2. Happy Hancock?… The Sun Times revisits Hancock High School, whose students and staff got the word last week that the school will be converted to a selective enrollment school. The article points out while some support the decision, many are miffed that CPS leaders did not first hold community meetings or get public input. Community groups and staff say they only found out about the announcement after the decision had been made. Interestingly, Ald. Marty Quinn, the area alderman who had been pushing for a selective school on his side of town, has yet to respond to questions about the decision, according to the Sun Times.

As she did in an earlier interview with Catalyst, Sarah Duncan from the Network for College Success voices her dismay that a neighborhood school that just completed a $5.7 million grant program and has improved in almost every indicator is now going to be changed drastically.

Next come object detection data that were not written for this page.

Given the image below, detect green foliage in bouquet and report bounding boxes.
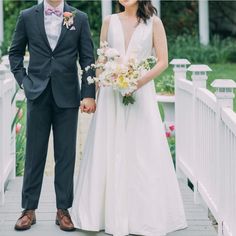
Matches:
[156,74,175,95]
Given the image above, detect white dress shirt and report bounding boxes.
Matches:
[44,0,64,50]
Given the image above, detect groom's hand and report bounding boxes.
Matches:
[80,98,96,114]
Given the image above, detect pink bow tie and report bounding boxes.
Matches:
[45,8,62,17]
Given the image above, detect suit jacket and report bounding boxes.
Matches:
[9,3,95,108]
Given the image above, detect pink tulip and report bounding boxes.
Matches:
[63,11,73,18]
[17,109,23,120]
[16,123,21,134]
[166,132,171,138]
[169,125,175,131]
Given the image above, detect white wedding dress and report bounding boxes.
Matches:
[71,14,186,236]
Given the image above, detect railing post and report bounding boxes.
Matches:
[211,79,236,236]
[188,65,211,204]
[170,59,190,183]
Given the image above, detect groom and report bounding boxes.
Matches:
[9,0,96,231]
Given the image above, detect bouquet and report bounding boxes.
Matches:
[85,42,156,105]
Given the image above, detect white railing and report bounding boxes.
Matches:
[0,60,15,205]
[171,59,236,236]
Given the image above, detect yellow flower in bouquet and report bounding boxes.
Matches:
[86,42,156,105]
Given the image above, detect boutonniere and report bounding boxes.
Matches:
[63,11,76,29]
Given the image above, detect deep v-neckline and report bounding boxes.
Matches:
[116,14,141,56]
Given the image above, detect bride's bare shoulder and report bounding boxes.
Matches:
[153,16,163,27]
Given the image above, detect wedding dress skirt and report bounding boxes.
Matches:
[71,15,186,236]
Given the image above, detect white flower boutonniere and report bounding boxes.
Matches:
[63,11,76,29]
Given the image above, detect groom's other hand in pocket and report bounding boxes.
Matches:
[80,98,96,114]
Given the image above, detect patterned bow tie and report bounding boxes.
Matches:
[45,8,62,17]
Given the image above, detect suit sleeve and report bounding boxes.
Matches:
[9,12,28,88]
[78,15,95,99]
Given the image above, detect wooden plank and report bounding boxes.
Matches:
[0,177,217,236]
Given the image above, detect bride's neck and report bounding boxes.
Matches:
[124,6,138,17]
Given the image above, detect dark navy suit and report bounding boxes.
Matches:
[9,3,95,209]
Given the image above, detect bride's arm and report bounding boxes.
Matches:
[96,16,111,90]
[138,17,168,88]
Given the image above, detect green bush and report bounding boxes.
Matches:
[12,100,26,176]
[168,35,236,64]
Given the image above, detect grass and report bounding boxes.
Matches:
[156,64,236,111]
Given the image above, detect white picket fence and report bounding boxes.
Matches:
[171,59,236,236]
[0,63,16,205]
[0,59,236,236]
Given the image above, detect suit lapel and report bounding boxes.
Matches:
[54,3,71,51]
[36,2,52,50]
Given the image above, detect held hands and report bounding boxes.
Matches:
[80,98,96,114]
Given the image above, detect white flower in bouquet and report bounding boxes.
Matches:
[105,48,120,60]
[88,42,156,105]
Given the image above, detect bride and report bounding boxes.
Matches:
[71,0,186,236]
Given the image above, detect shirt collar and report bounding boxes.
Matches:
[44,0,65,12]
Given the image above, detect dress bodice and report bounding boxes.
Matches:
[107,14,153,61]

She and others are upset that that the school is only being renovated as a precursor to becoming a selective enrollment school.

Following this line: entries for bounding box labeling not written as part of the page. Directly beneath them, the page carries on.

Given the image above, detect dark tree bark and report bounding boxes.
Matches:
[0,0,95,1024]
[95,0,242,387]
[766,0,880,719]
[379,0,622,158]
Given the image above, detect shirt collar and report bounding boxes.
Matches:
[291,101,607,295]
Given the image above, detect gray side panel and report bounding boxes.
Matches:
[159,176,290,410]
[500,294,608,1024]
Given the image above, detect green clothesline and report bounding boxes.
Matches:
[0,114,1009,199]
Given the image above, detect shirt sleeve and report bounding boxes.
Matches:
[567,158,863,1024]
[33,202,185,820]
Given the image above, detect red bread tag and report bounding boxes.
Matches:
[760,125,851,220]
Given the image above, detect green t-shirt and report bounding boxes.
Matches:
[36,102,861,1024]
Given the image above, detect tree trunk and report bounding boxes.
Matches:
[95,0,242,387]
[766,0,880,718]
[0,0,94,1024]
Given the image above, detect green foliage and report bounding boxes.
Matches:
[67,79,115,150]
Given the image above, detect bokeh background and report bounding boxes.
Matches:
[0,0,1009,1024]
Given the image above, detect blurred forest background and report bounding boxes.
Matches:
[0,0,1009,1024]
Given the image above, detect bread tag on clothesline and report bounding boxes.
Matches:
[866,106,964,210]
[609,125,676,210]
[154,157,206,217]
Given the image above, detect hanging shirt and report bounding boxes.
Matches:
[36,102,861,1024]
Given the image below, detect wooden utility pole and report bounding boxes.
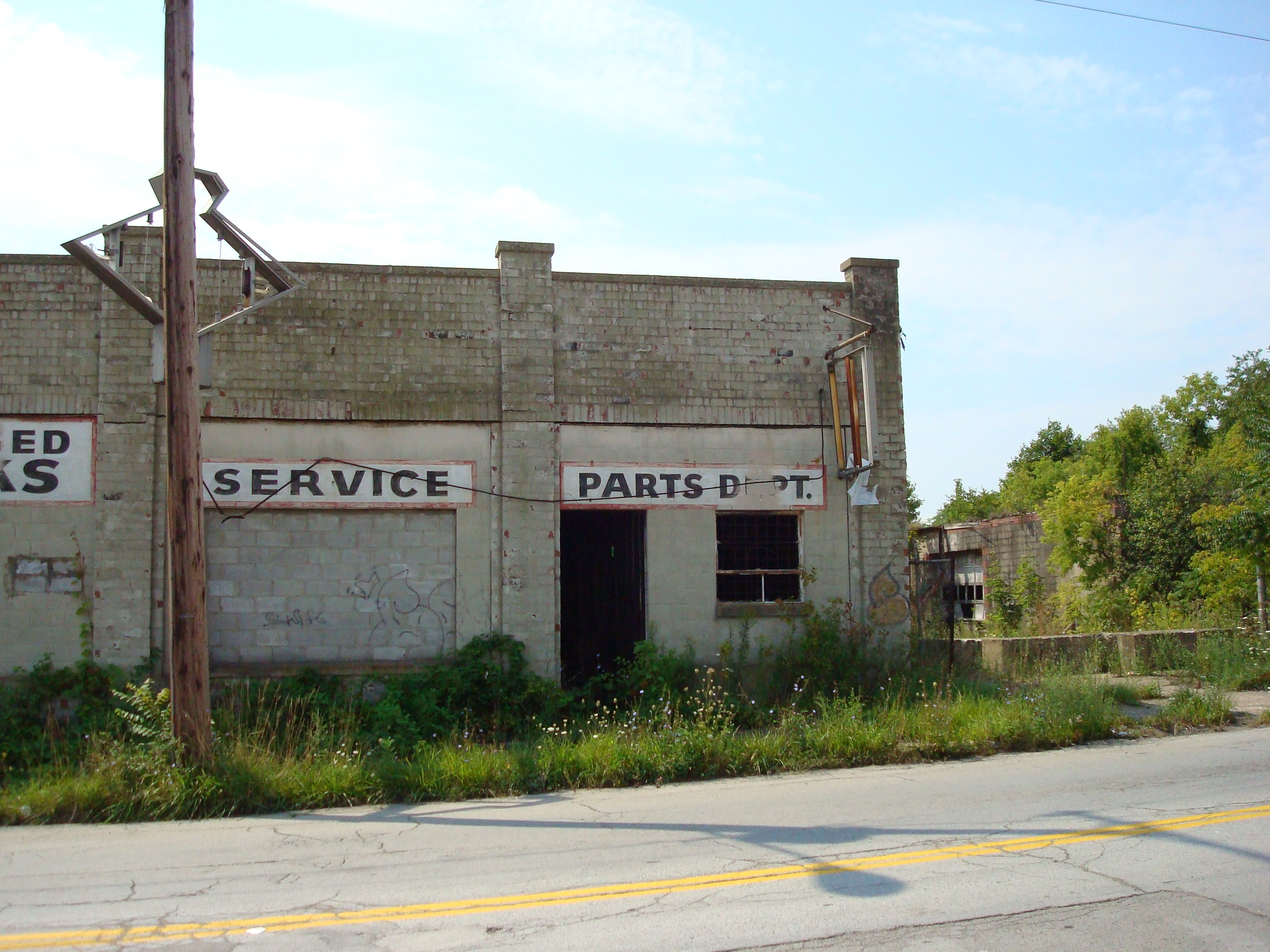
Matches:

Also last week, the Public Building Commission awarded a $13.46 million contract to Paschen Milhouse Joint Venture III to add 11 classrooms to Walter Payton High School on the North Side. With Hancock, the Walter Payton addition and the new selective enrollment school being built on the Near North Side, CPS will have nearly 2,000 more selective enrollment high school seats and a total of 5,300 by 2017.

3. Bring mommy to school day… Few school districts in Illinois are taking advantage of a law that designates the first Monday in October as “Bring Your Parents to School Day.” The law, which makes the visits optional, is meant to increase parent involvement, which studies have shown helps improve academic performance.

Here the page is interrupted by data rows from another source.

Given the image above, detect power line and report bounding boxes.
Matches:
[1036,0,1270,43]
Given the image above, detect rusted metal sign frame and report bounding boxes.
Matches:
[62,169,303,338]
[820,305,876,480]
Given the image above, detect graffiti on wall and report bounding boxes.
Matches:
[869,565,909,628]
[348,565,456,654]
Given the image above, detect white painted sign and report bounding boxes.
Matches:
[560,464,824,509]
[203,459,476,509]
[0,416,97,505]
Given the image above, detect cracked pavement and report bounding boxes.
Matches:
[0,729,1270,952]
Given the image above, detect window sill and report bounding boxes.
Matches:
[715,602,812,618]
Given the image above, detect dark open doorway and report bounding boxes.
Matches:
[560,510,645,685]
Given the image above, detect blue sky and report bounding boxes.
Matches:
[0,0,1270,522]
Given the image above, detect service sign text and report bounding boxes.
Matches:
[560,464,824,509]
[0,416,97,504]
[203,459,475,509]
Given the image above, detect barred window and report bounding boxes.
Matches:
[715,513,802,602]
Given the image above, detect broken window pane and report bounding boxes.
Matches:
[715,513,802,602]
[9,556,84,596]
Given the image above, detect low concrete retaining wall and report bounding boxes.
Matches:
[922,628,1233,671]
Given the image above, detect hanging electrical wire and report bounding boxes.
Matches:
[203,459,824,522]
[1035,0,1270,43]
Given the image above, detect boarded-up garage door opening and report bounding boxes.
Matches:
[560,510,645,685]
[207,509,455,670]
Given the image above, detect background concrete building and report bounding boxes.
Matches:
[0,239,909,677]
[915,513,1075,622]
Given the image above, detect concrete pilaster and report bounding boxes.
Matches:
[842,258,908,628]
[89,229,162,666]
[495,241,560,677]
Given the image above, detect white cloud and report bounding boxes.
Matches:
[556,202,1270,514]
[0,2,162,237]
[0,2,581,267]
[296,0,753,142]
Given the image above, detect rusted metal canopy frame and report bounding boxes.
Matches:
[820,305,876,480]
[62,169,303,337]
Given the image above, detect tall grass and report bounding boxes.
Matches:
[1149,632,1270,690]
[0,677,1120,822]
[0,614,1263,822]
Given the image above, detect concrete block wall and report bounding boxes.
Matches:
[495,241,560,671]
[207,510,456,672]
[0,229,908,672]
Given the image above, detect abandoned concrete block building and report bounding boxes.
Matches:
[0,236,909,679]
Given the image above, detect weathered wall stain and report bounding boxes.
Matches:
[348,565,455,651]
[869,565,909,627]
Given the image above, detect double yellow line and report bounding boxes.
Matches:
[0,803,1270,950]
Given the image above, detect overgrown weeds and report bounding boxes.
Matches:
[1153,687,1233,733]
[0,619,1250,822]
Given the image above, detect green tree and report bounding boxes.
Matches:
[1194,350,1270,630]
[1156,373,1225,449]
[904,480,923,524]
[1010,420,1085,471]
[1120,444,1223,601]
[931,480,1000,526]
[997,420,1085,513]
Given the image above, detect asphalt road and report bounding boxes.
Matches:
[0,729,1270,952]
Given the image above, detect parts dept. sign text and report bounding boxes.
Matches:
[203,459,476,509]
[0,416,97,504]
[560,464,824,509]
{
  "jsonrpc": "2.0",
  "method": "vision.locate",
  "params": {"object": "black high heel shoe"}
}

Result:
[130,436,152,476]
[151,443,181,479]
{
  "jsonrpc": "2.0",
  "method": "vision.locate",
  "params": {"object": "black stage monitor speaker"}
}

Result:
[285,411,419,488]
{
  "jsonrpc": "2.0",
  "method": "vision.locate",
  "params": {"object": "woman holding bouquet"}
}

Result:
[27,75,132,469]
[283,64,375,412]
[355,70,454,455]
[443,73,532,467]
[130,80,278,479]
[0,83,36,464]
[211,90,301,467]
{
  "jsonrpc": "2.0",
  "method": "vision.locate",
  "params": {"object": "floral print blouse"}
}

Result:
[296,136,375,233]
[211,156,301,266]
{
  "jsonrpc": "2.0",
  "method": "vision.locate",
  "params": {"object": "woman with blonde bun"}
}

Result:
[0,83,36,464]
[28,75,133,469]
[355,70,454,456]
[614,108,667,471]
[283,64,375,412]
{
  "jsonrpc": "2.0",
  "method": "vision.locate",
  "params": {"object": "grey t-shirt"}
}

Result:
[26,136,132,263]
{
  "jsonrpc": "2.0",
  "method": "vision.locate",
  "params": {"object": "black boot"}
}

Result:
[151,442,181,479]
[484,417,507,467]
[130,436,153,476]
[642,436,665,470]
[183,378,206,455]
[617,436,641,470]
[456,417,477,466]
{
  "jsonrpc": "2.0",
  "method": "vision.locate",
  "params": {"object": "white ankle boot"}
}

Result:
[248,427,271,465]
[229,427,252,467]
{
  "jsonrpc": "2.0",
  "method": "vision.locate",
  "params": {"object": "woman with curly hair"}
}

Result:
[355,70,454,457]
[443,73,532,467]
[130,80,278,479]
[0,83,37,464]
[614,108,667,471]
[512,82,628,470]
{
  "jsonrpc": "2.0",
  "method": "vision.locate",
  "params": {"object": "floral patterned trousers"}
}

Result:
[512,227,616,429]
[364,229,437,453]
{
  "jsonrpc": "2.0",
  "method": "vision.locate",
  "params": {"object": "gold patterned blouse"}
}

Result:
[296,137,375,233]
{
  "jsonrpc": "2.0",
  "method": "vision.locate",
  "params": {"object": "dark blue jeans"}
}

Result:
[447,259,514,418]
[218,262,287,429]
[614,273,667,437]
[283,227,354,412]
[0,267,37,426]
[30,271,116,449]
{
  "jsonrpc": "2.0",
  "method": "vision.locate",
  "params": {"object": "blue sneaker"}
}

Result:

But school officials say allowing parents to follow their children into the classroom presents all sorts of additional challenges, including security, teachers union contract terms and actual classroom lessons, the Chicago Tribune reports. Chicago is one of the districts skipping the program. The original version of the law would have made it mandatory, but the Illinois Association of School Boards lobbied against it. “[Legislators) have an idea, and it’s a fine idea, but when it comes to implementation, it’s a different ballgame,” says the group’s deputy executive director.

4. Striking … Teachers in Hinsdale Township High School District 86 have filed paperwork to strike after contract negotiations stalled last week. The 337-member union’s previous contract expired in June. The district and teachers can’t come to an agreement over the salary schedule and stipends, the Tribune reports. The earliest day teachers in this western surburban district can strike is Oct. 14.

Meanwhile, in Waukegan, teachers remain on strike this week, unable to reach a deal with the district over salary, health benefits and time in the classroom. The Lake County Federation of Teachers Local 504 went on strike last Thursday, a move that keeps about 17,000 students out of class. Teachers were expected to remain on strike into Monday, when negotiations are scheduled to continue. The last time teachers in this northern suburb held a strike was 30 years ago, ABC Channel 7 reports.

And just a few weeks ago, teachers in Highland — a tiny Illinois school district outside of St. Louis, MO. — ended their first-ever strike with a three-year contract that includes yearly salary increases.

5. A message to the Democratic Party … A poll commissioned by the newly formed Democrats for Public Education says that Democrats overwhelmingly want more funding for public schools. (Just 45 percent of Republicans feel the same way.) The poll also found that 43 percent of voters have positive views of charter schools, while nearly the same amount — 40 percent — don’t have an opinion or don’t know enough.

The poll comes just a month before midterm congressional elections.  As Politico reports, “candidates across the country have already been playing up education as a theme; the adequacy of school funding is a key issue in the gubernatorial races in Florida, Pennsylvania and Michigan and in the U.S. Senate race in North Carolina.” Education will be a critical issue in Chicago’s upcoming mayoral elections, especially if Chicago Teachers Union President Karen Lewis decides to make a run for the gig. Mayor Rahm Emanuel already has already gotten strong backing from Democrats For Education Reform (DFER).